Avatar of Eliot Hertenstein
News Column

For those of us who have taken Theory of Knowledge or a Philosophy class, this question might seem like a can of worms. However, I’m asking it in a more pragmatic sense: how do we determine if something is true or false? Is it good enough for there to be a consensus? What about if most experts agree? Where do we draw the line?

Luckily, our curriculum teaches critical thinking and source evaluation. As students, we often dismiss these lessons as “stating the obvious” – how many times have you had to “OPCVL” an article that was clearly trustworthy or untrustworthy? – but then apply those same skills throughout the day without noticing it. While scrolling Instagram, we evaluate the source of a fact before repeating it. We think before acting on advice from a TikTok. We are rightfully weary of sensationalist headlines, and dismiss articles written by untrustworthy media organizations. We, for the most part, check our sources.
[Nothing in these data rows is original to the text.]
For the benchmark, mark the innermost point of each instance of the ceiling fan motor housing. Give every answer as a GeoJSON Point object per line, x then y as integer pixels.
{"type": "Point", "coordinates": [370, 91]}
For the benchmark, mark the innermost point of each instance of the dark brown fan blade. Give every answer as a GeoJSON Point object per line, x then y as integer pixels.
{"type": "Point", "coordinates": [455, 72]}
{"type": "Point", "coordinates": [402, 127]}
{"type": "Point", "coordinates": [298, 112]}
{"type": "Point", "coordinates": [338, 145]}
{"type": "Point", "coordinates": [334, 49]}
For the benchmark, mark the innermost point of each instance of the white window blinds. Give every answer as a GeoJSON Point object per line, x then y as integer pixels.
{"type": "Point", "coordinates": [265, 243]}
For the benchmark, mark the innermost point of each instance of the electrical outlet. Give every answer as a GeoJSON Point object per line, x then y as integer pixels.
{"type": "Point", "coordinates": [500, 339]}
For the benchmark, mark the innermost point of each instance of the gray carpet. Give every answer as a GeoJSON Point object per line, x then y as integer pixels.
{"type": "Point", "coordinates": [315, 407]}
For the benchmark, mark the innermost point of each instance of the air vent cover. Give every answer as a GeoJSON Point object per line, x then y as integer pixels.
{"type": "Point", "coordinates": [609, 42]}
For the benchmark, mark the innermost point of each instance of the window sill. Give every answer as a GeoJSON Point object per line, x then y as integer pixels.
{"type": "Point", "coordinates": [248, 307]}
At least, I hope we do. Over the past year, we’ve seen two major events strike the Berkeley Community, both at the cost of critical thinking: one political, one technological. The ongoing conflict in the Middle East has popped the “Berkeley Bubble.” Our community, once unified on most political fronts, is now riddled with infighting, the weapons being articles, Instagram Stories, and other pieces of content. As people are forced to “pick a side,” they move towards media that supports their viewpoint, rejecting anything that disagrees with their “truth.”

Advancing AI technology has only exacerbated this crisis. As convincing synthetic media only gets easier to generate, it gets harder and harder to determine if something is even real, let alone biased. There is also a tipping point, where AI-generated content becomes so good that it’s indistinguishable from reality. Past that point, evidence becomes meaningless. If it’s impossible to know if any video or photo is real, then bad actors can simply dismiss evidence as “AI-generated.” This is already happening. How do we operate a justice system without concrete evidence? How do we operate a society without a justice system? It’s only getting harder to dismiss questions like these.
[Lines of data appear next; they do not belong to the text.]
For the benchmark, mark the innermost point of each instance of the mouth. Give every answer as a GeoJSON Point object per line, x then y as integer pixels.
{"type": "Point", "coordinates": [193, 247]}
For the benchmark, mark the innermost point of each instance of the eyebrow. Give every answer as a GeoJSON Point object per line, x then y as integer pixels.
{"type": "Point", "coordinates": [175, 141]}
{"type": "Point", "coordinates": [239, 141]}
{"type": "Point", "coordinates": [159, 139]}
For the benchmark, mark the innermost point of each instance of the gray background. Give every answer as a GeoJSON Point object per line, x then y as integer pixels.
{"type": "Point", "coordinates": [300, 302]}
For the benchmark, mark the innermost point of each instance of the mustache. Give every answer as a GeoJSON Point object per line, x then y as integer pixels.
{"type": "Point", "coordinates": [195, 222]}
And, worse of all, our only lifeboat is slowly sinking. Independent journalism as a medium is slowly dying, especially at a local level. While Wordle keeps The New York Times afloat, smaller newspapers continue to close down, struggling to pay their staff as advertising adapts to a digital world. It’s impossible to understate the value of local reporting: without small papers, we have no way of knowing what’s going on in our own communities. A genuine question: have you ever watched a city council meeting in full? Have you ever sat through the entirety of a school board meeting? Have you read through the entirety of complaints filed against BUSD? Have you spent hours researching funding measures before voting? For most people, the answer is no. 
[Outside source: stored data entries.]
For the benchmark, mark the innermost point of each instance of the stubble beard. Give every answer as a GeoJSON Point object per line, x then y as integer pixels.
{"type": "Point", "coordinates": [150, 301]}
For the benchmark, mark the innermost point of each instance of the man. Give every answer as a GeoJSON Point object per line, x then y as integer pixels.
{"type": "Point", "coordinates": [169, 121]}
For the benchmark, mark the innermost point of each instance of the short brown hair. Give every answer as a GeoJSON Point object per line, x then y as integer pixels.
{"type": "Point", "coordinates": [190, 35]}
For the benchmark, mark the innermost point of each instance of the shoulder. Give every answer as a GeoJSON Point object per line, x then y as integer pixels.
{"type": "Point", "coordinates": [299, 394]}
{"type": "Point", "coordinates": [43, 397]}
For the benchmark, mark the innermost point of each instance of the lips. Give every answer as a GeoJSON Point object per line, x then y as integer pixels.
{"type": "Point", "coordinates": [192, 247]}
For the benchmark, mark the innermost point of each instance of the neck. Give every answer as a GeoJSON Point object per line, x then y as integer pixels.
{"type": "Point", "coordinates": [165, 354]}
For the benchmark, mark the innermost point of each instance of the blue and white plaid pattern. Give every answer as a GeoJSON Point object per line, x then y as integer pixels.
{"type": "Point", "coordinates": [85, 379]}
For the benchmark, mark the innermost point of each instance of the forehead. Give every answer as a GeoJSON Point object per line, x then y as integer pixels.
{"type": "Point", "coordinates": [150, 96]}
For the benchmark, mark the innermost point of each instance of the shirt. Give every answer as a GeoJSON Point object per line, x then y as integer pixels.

The truth is, we need journalism more than ever. As a community, we are indebted to local news organizations, like Berkeleyside, The East Bay Times, and even the Jacket. If you have one takeaway from this article, it should be the following: support local journalism. By doing what you can, you’re protecting the fabric of our society. The erosion of objective fact is an existential risk, and we are the only ones that can prevent it.